Yeah, so much easier, like there’s never a case of when the damage stays rule doesn’t cause confusion that wouldn’t occur under the ruling of repaired damage. Note that in this case the italicized font means I’m rolling my eyes. Take a look at this case:
In a Damage Repaired world we all 100% agree the black disc is off the board. In a Damage Stays world we are left in the grey area. Ask 10 players how to handle this even with the benefit of slow motion replay and you won’t get a clear consensus, as exhibited by the debates that broke out in the youtube comments of that video, and also here and here.
It’s a fallacy that Damage Stays removes all confusion and discussion.
A Word from the Wise
You are probably tired of hearing my voice, so at this point I’ll pass things over to 3-time World Crokinole Champion Joe Fulop:
The clubs (St. Jacobs vs Varna) have allowed any damage done to stand while the persons running Tavistock try to reestablish the board as it was before the shot was made. I now favour the Tavistock version of the rule. It is fair, even if the players do argue a bit to reestablish their buttons. Crokinole players are usually fair minded individuals and do work things out.
Excerpt from It’s Only Crokinole But I Like It, 2007, page 81, by Joe Fulop
The Way Forward
If you’ve read this far, you might be thinking, “If it’s this easy, how come we haven’t found enlightenment and switched back?”
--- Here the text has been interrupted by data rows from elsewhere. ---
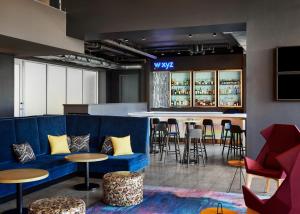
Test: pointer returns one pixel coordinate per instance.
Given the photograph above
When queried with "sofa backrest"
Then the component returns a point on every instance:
(137, 128)
(8, 137)
(35, 131)
(83, 125)
(50, 125)
(27, 131)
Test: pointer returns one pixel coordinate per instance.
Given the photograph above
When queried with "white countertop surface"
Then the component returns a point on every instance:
(186, 114)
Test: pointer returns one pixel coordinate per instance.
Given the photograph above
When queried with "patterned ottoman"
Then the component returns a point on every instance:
(123, 188)
(57, 205)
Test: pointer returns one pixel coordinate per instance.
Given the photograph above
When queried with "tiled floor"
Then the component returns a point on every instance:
(215, 176)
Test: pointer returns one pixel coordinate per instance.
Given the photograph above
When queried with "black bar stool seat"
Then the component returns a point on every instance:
(208, 123)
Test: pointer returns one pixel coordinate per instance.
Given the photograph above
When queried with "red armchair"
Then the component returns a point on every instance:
(286, 199)
(279, 138)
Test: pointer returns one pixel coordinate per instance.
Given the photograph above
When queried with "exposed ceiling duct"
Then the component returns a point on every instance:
(96, 47)
(240, 37)
(128, 48)
(91, 61)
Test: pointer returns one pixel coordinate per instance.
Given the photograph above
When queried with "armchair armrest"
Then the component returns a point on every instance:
(252, 201)
(251, 164)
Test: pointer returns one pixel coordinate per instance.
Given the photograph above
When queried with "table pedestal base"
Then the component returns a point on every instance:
(84, 187)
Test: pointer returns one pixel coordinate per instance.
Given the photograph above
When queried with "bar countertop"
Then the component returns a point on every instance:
(188, 114)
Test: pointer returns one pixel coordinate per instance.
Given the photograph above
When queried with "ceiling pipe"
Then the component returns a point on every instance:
(128, 48)
(131, 67)
(103, 47)
(95, 47)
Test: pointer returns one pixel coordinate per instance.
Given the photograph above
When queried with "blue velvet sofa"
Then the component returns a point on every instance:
(34, 130)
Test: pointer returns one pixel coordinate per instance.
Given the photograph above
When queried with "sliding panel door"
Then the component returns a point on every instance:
(56, 89)
(90, 87)
(129, 88)
(34, 88)
(74, 86)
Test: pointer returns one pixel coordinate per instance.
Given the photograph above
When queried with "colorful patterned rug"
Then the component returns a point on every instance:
(170, 200)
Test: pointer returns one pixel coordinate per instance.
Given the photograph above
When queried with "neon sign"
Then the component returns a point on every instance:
(164, 66)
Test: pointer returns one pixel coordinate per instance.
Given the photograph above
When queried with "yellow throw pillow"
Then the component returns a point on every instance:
(121, 145)
(58, 144)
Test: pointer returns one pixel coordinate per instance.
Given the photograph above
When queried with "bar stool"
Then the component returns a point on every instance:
(160, 135)
(226, 124)
(165, 143)
(208, 123)
(194, 139)
(189, 125)
(153, 123)
(236, 145)
(174, 136)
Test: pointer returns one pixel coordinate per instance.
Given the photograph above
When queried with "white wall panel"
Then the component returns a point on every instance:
(74, 86)
(90, 87)
(34, 88)
(56, 89)
(17, 90)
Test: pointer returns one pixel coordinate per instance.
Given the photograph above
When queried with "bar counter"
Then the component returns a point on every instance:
(182, 117)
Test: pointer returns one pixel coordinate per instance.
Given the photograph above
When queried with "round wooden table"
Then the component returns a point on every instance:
(18, 177)
(86, 158)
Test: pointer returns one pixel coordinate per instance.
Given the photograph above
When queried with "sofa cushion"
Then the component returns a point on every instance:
(27, 131)
(7, 138)
(133, 163)
(80, 143)
(23, 152)
(50, 125)
(83, 125)
(137, 128)
(107, 147)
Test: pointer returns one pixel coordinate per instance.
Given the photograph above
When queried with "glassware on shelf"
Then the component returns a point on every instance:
(230, 88)
(180, 89)
(204, 88)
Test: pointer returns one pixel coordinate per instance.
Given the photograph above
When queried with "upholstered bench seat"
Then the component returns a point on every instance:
(132, 163)
(35, 130)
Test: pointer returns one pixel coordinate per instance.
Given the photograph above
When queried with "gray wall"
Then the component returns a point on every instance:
(270, 23)
(36, 22)
(6, 85)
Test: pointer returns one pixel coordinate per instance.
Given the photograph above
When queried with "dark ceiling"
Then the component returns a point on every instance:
(194, 40)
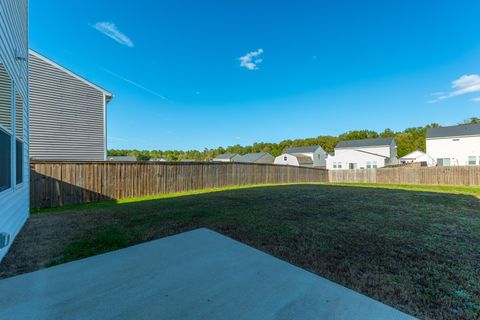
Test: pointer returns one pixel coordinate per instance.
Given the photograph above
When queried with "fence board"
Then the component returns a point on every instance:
(465, 176)
(56, 184)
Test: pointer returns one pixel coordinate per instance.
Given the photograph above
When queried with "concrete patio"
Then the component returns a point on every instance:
(194, 275)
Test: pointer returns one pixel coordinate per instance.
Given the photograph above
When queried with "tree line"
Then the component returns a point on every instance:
(408, 140)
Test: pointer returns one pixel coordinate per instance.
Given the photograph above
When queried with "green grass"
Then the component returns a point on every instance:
(466, 190)
(415, 249)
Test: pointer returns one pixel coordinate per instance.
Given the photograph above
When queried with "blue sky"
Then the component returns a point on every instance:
(309, 68)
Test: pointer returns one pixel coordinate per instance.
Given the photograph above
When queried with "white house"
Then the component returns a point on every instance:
(316, 153)
(14, 119)
(417, 156)
(123, 158)
(67, 113)
(227, 157)
(455, 145)
(294, 160)
(261, 157)
(363, 154)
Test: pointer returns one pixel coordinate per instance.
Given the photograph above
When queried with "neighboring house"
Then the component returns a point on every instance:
(14, 116)
(363, 154)
(316, 153)
(67, 113)
(261, 157)
(226, 157)
(123, 158)
(298, 160)
(455, 145)
(417, 156)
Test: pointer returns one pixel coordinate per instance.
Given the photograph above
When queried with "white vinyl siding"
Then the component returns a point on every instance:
(5, 99)
(67, 115)
(14, 201)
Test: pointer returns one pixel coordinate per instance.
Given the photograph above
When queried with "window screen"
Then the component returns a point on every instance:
(19, 162)
(19, 138)
(5, 99)
(5, 160)
(472, 160)
(5, 129)
(18, 116)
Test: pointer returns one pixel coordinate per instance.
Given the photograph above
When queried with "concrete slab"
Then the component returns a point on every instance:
(195, 275)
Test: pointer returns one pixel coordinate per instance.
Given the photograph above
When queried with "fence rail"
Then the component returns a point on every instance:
(467, 176)
(54, 184)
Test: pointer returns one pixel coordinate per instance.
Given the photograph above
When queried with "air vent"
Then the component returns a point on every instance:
(4, 239)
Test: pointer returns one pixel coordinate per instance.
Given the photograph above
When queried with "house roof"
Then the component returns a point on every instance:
(122, 158)
(303, 149)
(251, 157)
(365, 143)
(91, 84)
(454, 131)
(304, 160)
(226, 156)
(413, 155)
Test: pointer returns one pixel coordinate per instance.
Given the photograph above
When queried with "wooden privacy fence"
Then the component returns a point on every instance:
(54, 184)
(466, 176)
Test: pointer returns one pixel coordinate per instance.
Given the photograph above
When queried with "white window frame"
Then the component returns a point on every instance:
(474, 159)
(16, 185)
(10, 132)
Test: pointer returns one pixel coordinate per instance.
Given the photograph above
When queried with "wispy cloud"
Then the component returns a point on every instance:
(465, 84)
(110, 30)
(133, 83)
(476, 99)
(251, 60)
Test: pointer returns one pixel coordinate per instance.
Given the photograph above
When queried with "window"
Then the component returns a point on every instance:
(5, 129)
(472, 160)
(443, 162)
(19, 138)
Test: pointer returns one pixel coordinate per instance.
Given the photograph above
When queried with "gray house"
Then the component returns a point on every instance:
(14, 113)
(67, 113)
(227, 157)
(122, 158)
(316, 153)
(261, 157)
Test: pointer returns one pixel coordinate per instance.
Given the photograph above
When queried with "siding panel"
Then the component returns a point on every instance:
(67, 115)
(14, 202)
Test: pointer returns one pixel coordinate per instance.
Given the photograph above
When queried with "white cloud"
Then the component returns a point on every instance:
(465, 84)
(110, 30)
(133, 83)
(476, 99)
(251, 60)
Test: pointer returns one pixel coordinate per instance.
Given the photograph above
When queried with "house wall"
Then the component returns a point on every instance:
(14, 202)
(67, 115)
(350, 155)
(291, 160)
(417, 156)
(458, 149)
(319, 157)
(266, 159)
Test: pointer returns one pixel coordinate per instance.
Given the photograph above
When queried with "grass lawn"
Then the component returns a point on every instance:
(417, 250)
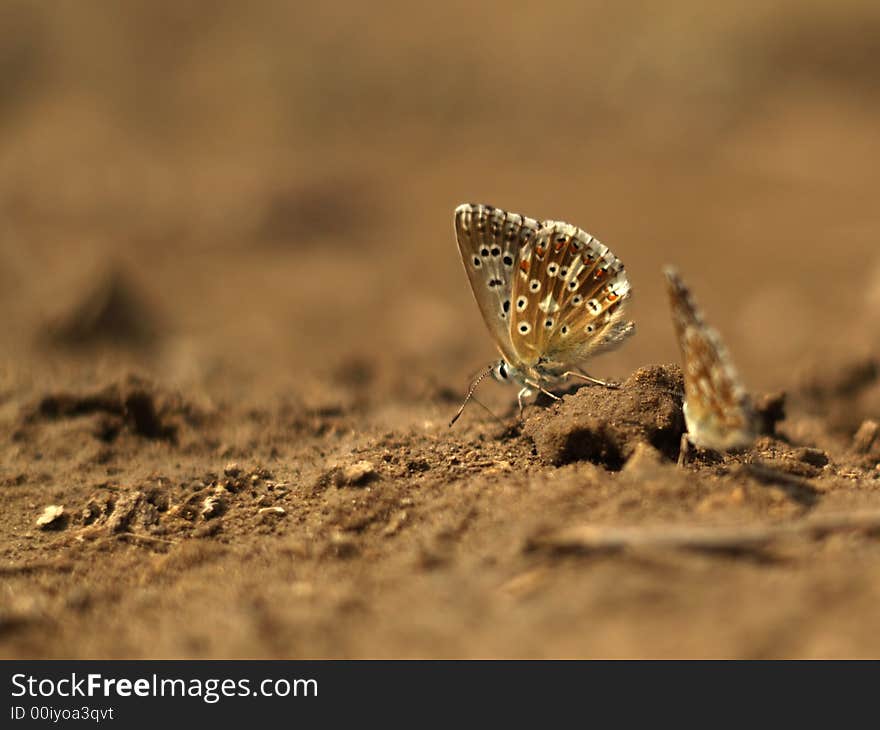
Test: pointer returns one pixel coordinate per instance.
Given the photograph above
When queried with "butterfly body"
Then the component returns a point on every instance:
(550, 293)
(717, 409)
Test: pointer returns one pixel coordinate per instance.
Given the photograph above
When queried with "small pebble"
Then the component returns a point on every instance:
(51, 518)
(360, 472)
(867, 436)
(232, 469)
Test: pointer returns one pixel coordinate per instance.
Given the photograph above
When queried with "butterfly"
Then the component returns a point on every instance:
(550, 293)
(717, 409)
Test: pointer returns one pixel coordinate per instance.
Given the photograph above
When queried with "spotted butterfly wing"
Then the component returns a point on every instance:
(490, 241)
(717, 409)
(567, 298)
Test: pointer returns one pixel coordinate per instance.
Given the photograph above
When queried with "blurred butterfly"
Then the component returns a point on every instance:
(717, 410)
(551, 295)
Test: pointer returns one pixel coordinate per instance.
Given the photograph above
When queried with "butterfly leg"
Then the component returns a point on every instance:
(684, 449)
(590, 379)
(524, 393)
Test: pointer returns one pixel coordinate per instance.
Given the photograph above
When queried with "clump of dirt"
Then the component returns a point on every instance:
(129, 404)
(605, 425)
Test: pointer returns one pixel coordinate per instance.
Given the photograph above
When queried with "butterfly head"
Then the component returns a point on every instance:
(503, 372)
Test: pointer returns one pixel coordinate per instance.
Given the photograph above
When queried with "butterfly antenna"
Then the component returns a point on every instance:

That’s a good question. To me, it feels like switching back to damage replaced would be a burden too hard for us to overcome. Would we be able to transform our mindsets back 10 years and remember to think before accepting the results of the damage? It’s almost like if you removed GPS from my phone; suddenly I wouldn’t be able to navigate myself to the First United Church in Owen Sound on a November Saturday morning.
Or perhaps it’s an issue of momentum. I can attest to the fact that the issue of damage never does show up anymore in the WCC suggestion box. No one seems to be fighting for the Damage Repaired side. We were worn down by the incessant annual call of the Damage Stays side to yield to their will. When they finally prevailed they snuffed the torch, and the flame of logic. But the coals are still warm, and there still exists a hope that the fire of sanity will burn bright in the future.
And if I’m the one to lose the WCC final on a damaged 20, as God as my witness, I will use that flame to burn the arena to the ground.